Eg, can't even delete a quote I no longer want to quote in another thread so can't post in it. It's horrendous.


----------



## Guest (Feb 12, 2016)

i suggest a uk-m app then? go independent, tapa was a good thing to turn to at work, rather than logging into the web all the time,

just my 2 cent.


----------



## Lorian (Apr 9, 2003)

Gainsder said:


> i suggest a uk-m app then? go independent, tapa was a good thing to turn to at work, rather than logging into the web all the time,
> 
> just my 2 cent.


 The software devs behind the forum are considering a dedicated app.
For the time being though, the mobile version is being improved with each update.


----------



## H_JM_S (Mar 27, 2012)

FuqOutDaWhey said:


> The usability of the mobile site vs Tapatalk on a phone just isn't comparible. I've gone from wanting to post and browse to it now being a hassle. I'm sure I'm not the only one.


 I completely agree


----------



## Dazza (Aug 7, 2010)

Tapatalk plays nice or at least did. Using the quote function is a mare, can't edit anything and end up signing of in frustration. Didn't think to look here, just thought Tapatalk was playing up.


----------



## Lorian (Apr 9, 2003)

Dazza said:


> Tapatalk plays nice or at least did. Using the quote function is a mare, can't edit anything and end up signing of in frustration. Didn't think to look here, just thought Tapatalk was playing up.

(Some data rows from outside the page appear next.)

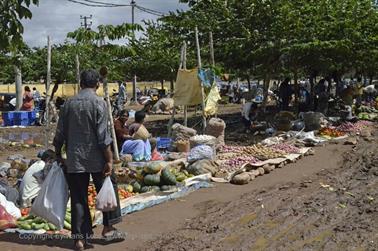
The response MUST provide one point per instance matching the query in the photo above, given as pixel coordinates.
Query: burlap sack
(142, 133)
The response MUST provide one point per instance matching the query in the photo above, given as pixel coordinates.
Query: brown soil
(328, 201)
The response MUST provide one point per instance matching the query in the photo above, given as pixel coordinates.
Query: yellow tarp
(212, 99)
(187, 88)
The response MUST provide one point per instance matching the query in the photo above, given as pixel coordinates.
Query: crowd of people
(347, 94)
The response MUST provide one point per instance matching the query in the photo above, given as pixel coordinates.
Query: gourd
(136, 187)
(153, 167)
(167, 177)
(152, 179)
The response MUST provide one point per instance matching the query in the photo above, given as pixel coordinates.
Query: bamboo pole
(202, 90)
(184, 67)
(103, 73)
(170, 123)
(48, 81)
(212, 58)
(77, 63)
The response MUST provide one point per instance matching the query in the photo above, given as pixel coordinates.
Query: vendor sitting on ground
(33, 178)
(122, 128)
(250, 113)
(140, 149)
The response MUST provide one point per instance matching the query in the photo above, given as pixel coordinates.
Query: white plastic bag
(51, 202)
(106, 199)
(10, 207)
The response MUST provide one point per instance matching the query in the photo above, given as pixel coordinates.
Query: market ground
(328, 201)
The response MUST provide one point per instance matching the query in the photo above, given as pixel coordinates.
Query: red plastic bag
(6, 220)
(156, 155)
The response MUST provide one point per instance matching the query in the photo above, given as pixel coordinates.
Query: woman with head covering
(27, 100)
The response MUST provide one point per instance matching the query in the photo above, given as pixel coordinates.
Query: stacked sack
(181, 135)
(216, 128)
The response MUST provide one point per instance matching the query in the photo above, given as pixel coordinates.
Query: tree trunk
(77, 63)
(312, 94)
(249, 83)
(266, 82)
(296, 91)
(172, 86)
(18, 87)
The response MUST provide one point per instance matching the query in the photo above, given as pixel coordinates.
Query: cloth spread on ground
(139, 149)
(30, 186)
(212, 99)
(187, 88)
(207, 76)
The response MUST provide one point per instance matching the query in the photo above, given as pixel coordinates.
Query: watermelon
(150, 189)
(167, 177)
(167, 188)
(154, 167)
(152, 179)
(180, 177)
(136, 187)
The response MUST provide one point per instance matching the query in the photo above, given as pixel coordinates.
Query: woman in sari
(138, 148)
(27, 100)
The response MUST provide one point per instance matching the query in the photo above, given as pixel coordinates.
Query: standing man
(285, 94)
(122, 95)
(83, 129)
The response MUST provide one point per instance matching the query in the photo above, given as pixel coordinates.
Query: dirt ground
(328, 201)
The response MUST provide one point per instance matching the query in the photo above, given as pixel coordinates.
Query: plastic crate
(21, 122)
(21, 115)
(163, 143)
(32, 115)
(7, 118)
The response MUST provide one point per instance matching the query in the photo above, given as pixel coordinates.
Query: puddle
(23, 138)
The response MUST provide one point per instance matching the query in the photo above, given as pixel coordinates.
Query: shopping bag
(6, 219)
(106, 198)
(51, 202)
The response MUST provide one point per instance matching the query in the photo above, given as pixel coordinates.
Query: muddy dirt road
(323, 202)
(334, 209)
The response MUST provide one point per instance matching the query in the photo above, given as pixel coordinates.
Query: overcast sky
(58, 17)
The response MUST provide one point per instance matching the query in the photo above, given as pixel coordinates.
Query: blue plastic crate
(32, 115)
(21, 122)
(163, 143)
(21, 115)
(7, 122)
(8, 115)
(7, 118)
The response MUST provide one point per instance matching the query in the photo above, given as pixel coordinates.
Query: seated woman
(122, 128)
(33, 178)
(138, 148)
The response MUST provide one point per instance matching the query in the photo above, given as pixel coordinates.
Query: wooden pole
(103, 72)
(170, 123)
(212, 59)
(184, 67)
(18, 81)
(77, 63)
(48, 81)
(202, 90)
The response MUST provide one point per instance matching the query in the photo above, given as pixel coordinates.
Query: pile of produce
(263, 153)
(30, 222)
(349, 127)
(92, 196)
(287, 148)
(156, 176)
(238, 162)
(331, 132)
(125, 193)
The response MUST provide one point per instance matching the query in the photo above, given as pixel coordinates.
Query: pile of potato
(263, 153)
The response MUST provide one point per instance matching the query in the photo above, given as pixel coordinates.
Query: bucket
(117, 166)
(183, 146)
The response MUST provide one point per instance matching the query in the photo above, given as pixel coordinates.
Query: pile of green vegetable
(31, 222)
(156, 176)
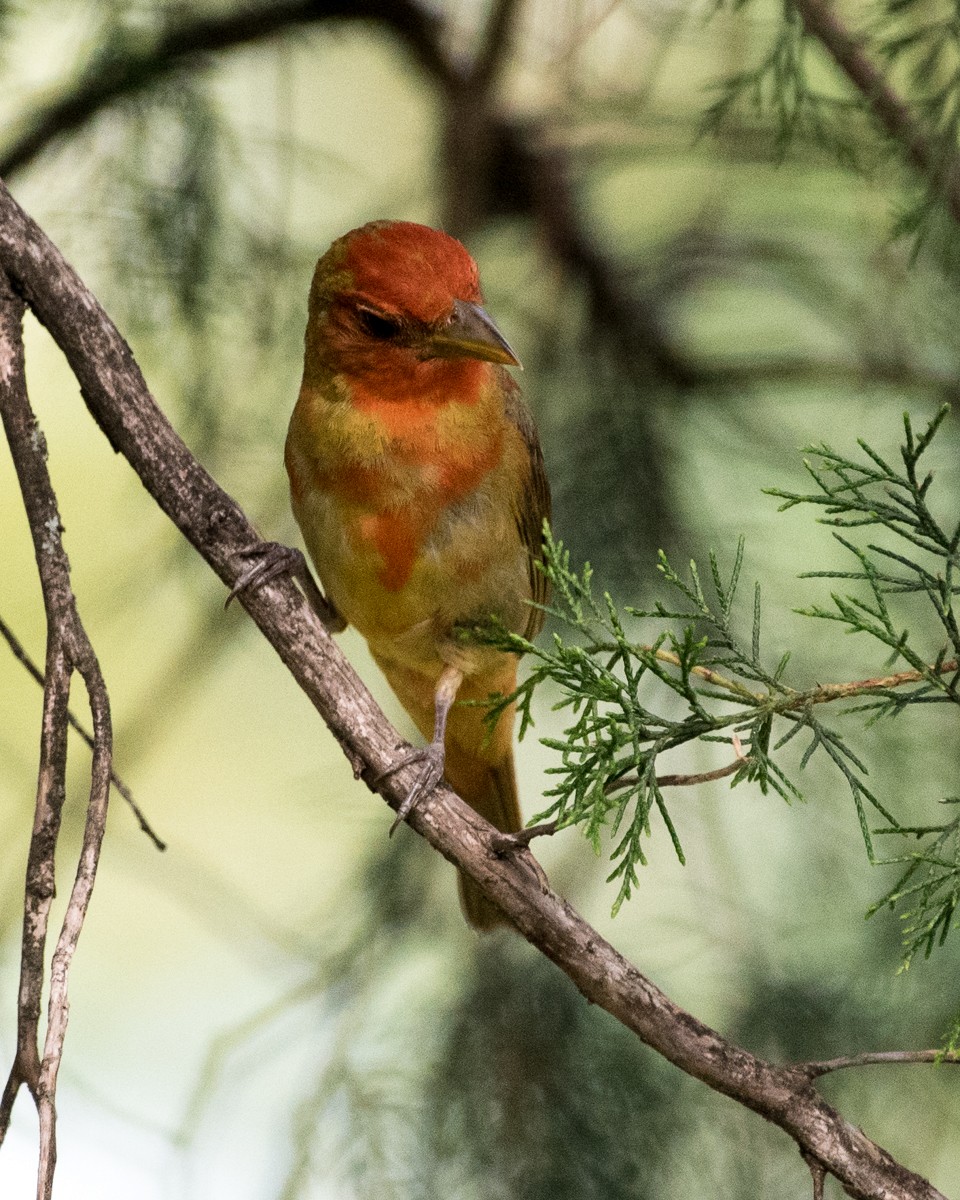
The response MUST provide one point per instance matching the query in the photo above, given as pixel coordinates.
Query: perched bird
(419, 486)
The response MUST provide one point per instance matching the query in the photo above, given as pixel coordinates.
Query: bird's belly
(406, 579)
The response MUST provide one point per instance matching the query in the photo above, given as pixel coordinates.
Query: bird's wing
(532, 503)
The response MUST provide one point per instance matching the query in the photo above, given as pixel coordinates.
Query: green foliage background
(285, 1005)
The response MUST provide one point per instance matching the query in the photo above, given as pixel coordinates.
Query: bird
(418, 483)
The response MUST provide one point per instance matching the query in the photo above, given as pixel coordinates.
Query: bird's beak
(471, 334)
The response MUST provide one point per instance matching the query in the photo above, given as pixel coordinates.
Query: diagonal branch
(69, 649)
(822, 22)
(118, 397)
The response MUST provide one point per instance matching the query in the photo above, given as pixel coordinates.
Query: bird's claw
(270, 559)
(432, 759)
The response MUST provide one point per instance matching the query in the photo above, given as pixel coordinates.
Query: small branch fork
(69, 649)
(822, 22)
(117, 395)
(35, 673)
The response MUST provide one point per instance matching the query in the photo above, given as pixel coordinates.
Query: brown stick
(67, 649)
(119, 400)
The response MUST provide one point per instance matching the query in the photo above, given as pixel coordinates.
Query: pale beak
(471, 334)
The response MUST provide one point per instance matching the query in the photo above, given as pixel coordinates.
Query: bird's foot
(273, 558)
(432, 759)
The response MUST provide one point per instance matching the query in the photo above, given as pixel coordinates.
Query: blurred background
(285, 1005)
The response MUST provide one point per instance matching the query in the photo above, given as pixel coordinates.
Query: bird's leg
(432, 755)
(270, 559)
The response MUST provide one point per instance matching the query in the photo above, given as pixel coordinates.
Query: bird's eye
(378, 325)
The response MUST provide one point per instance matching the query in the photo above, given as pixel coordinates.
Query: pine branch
(115, 393)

 The mobile usability is being worked on and is improving with each release. If you've got specific criticism feel free to air it or PM me. I'm happy to report back to the dev's to try and get changes implemented. To do this though I need specific actionable points of what can be improved or issues that need to be addressed.


----------



## 31205 (Jan 16, 2013)

I think this site is fine on mobile. Dunno what everyone's moaning about.


----------



## Endomorph84 (Jan 21, 2016)

sen said:


> I think this site is fine on mobile. Dunno what everyone's moaning about.

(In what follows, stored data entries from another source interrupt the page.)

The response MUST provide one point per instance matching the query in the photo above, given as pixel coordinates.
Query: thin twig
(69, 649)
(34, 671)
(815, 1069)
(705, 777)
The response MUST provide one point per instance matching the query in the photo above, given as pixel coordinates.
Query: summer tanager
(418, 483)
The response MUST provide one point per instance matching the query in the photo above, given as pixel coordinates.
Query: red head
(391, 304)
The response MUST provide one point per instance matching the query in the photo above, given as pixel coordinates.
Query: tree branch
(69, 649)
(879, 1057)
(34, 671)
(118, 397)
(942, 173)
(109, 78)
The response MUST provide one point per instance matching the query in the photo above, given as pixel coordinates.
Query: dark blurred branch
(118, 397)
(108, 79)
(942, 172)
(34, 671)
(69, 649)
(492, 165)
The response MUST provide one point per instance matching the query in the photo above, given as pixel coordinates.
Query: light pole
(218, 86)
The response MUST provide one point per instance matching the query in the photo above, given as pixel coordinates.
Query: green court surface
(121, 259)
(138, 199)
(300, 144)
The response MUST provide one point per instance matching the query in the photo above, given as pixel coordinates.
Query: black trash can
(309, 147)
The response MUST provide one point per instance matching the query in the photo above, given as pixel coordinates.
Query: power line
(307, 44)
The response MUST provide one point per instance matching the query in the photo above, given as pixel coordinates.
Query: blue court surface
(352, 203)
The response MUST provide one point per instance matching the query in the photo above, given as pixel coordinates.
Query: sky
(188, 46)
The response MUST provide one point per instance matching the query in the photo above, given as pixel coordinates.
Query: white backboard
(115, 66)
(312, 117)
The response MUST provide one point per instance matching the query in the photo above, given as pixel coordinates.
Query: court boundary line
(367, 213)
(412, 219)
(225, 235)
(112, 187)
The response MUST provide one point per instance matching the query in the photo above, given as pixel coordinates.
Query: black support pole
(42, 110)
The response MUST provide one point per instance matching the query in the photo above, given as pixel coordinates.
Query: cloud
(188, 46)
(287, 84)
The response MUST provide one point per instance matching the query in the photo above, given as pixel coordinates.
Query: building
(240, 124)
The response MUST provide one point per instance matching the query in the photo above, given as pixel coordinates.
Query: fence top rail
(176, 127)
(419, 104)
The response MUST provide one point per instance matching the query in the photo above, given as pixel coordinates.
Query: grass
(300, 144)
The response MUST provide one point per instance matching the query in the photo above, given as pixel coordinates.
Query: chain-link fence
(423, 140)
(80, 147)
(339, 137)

 Agreed mate, it's tip top. I'm on iPhone when mobile.


----------



## Quackerz (Dec 19, 2015)

sen said:


> I think this site is fine on mobile. Dunno what everyone's moaning about.

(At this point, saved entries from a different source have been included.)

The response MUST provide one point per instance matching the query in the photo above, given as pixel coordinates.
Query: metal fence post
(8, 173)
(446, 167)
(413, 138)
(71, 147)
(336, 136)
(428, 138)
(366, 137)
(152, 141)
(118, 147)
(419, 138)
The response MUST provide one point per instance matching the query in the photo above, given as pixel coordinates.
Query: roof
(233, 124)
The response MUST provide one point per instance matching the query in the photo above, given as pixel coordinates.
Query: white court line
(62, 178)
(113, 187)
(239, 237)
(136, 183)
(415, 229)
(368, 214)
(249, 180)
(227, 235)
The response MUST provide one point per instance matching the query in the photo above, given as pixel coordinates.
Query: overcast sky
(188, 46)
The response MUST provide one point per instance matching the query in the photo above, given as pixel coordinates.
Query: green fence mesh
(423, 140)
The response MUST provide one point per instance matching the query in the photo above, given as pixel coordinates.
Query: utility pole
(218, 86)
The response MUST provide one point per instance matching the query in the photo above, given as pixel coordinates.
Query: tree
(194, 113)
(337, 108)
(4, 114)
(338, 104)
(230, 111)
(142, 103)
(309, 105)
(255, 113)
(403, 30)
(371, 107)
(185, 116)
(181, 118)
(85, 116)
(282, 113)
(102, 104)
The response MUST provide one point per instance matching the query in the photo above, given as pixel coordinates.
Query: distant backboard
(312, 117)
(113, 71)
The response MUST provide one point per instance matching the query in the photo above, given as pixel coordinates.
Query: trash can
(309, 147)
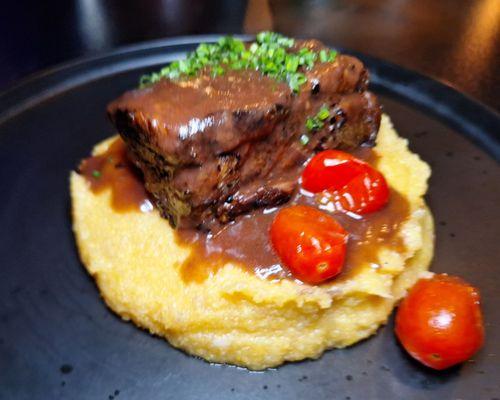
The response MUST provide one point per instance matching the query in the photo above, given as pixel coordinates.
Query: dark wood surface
(455, 41)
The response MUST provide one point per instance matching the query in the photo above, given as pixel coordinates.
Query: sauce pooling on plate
(246, 241)
(113, 169)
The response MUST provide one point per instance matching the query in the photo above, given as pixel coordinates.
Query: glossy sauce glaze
(245, 241)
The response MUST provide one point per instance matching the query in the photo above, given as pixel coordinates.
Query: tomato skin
(440, 323)
(353, 185)
(310, 243)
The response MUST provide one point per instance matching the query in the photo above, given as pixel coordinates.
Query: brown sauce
(246, 241)
(113, 169)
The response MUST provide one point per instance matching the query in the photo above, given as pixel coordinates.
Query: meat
(212, 148)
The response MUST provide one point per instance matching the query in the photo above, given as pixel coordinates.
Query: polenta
(234, 316)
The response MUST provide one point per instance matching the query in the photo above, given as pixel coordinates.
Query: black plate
(58, 339)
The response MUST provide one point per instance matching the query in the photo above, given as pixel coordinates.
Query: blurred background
(455, 41)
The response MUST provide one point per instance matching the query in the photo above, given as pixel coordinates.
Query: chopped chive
(316, 122)
(271, 54)
(304, 139)
(323, 113)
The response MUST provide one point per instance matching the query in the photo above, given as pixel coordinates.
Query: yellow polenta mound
(233, 316)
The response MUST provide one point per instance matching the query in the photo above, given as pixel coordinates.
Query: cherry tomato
(353, 184)
(439, 323)
(310, 243)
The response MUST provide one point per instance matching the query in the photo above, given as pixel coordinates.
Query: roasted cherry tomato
(310, 243)
(440, 323)
(353, 184)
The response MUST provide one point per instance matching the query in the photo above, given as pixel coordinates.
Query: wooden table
(455, 41)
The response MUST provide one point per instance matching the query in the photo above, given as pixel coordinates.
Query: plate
(58, 339)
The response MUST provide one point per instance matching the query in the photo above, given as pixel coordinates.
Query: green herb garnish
(271, 54)
(304, 139)
(316, 122)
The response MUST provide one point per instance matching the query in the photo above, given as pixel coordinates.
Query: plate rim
(475, 120)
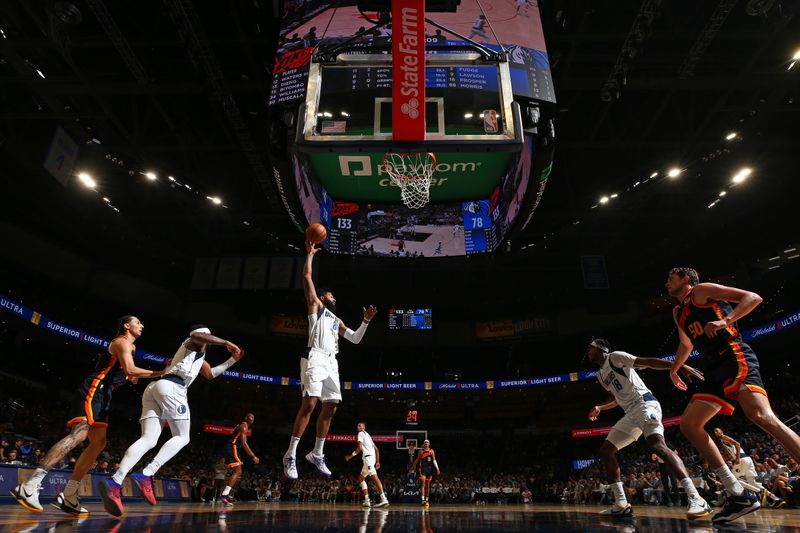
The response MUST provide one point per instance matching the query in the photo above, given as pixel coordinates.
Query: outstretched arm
(246, 446)
(689, 373)
(356, 336)
(308, 283)
(746, 301)
(123, 350)
(355, 452)
(199, 342)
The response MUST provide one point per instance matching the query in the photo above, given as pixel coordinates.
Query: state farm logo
(410, 108)
(410, 65)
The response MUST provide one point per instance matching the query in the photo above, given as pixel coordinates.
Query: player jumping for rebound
(372, 462)
(90, 409)
(618, 376)
(426, 459)
(166, 400)
(232, 455)
(707, 321)
(319, 369)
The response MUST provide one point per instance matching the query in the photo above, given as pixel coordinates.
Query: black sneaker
(616, 512)
(778, 503)
(737, 506)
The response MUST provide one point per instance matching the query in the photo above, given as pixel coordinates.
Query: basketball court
(345, 517)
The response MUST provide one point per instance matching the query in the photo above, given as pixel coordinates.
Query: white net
(413, 173)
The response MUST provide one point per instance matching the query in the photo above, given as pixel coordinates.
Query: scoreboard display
(410, 319)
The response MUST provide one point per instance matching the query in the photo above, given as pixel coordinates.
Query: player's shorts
(91, 403)
(232, 457)
(166, 400)
(645, 420)
(726, 374)
(369, 466)
(319, 376)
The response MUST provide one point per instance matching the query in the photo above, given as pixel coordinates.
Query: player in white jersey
(319, 369)
(372, 462)
(618, 376)
(165, 400)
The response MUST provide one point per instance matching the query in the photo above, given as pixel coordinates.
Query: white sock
(318, 446)
(71, 489)
(619, 494)
(36, 479)
(292, 451)
(688, 486)
(732, 484)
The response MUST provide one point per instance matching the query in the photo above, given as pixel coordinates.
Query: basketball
(316, 233)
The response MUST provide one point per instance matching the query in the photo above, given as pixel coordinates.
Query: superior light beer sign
(408, 70)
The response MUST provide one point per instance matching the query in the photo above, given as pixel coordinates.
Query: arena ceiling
(180, 89)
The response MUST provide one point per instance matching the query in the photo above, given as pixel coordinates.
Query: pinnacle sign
(408, 70)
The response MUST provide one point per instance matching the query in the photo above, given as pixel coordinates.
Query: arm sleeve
(356, 336)
(622, 359)
(219, 369)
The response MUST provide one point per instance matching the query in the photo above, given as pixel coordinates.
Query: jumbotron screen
(308, 24)
(436, 230)
(410, 319)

 I would agree also, site is fine on mobile, no issues at all.........


----------



## Quackerz (Dec 19, 2015)

@Lorian, off topic but is there any chance you could reply to my PM? I want to be able to access my ass thread............


----------



## 31205 (Jan 16, 2013)

Endomorph84 said:


> Agreed mate, it's tip top. I'm on iPhone when mobile.


 Same mate. Gave my pc to my brother so always on mobile. No issues at all.


----------



## Lorian (Apr 9, 2003)

Quackerz said:


> @Lorian, off topic but is there any chance you could reply to my PM? I want to be able to access my ass thread............


 Done


----------



## Quackerz (Dec 19, 2015)

@Lorian

Pop up adds seem to be playing up on the mobile site. Will not let me view the page in the proper format.


----------



## Lorian (Apr 9, 2003)

Quackerz said:


> @Lorian
> 
> Pop up adds seem to be playing up on the mobile site. Will not let me view the page in the proper format.


 Should be fine now, thanks.


----------



## Quackerz (Dec 19, 2015)

Lorian said:


> Should be fine now, thanks.


 Yeah it is. :thumb


----------



## Ultrasonic (Jul 13, 2004)

Am I the only one that has the website crashing loads on my mobile? It's no more stable that Tapatalk was for me I'm afraid.


----------



## Lorian (Apr 9, 2003)

Ultrasonic said:


> Am I the only one that has the website crashing loads on my mobile? It's no more stable that Tapatalk was for me I'm afraid.


 Can you be more specific? Is the crash consistently repeatable?


----------



## Ultrasonic (Jul 13, 2004)

Lorian said:


> Can you be more specific? Is the crash consistently repeatable?


 I'll try to remember to make a note when it happens. I think it might most often happen when editing posts, and it is a Firefox error that I get. On Android.


----------



## Ultrasonic (Jul 13, 2004)

I haven't used it much on my phone since posting above, but one thing that does cause it to crash is if I try to split a quote in two but I can just choose not to do that. In fact splitting a quote in two does weird things on the web verstion behaves oddly too - You end up typing right to left rather than left to right!


----------



## Ultrasonic (Jul 13, 2004)

Trying to tag someone on my phone causes Firefox to crash.


----------



## Lorian (Apr 9, 2003)

Ultrasonic said:


> Trying to tag someone on my phone causes Firefox to crash.


 There's been a couple of updates which should have improved the tagging reliability.

Please can you let me know if this still happens for you?


----------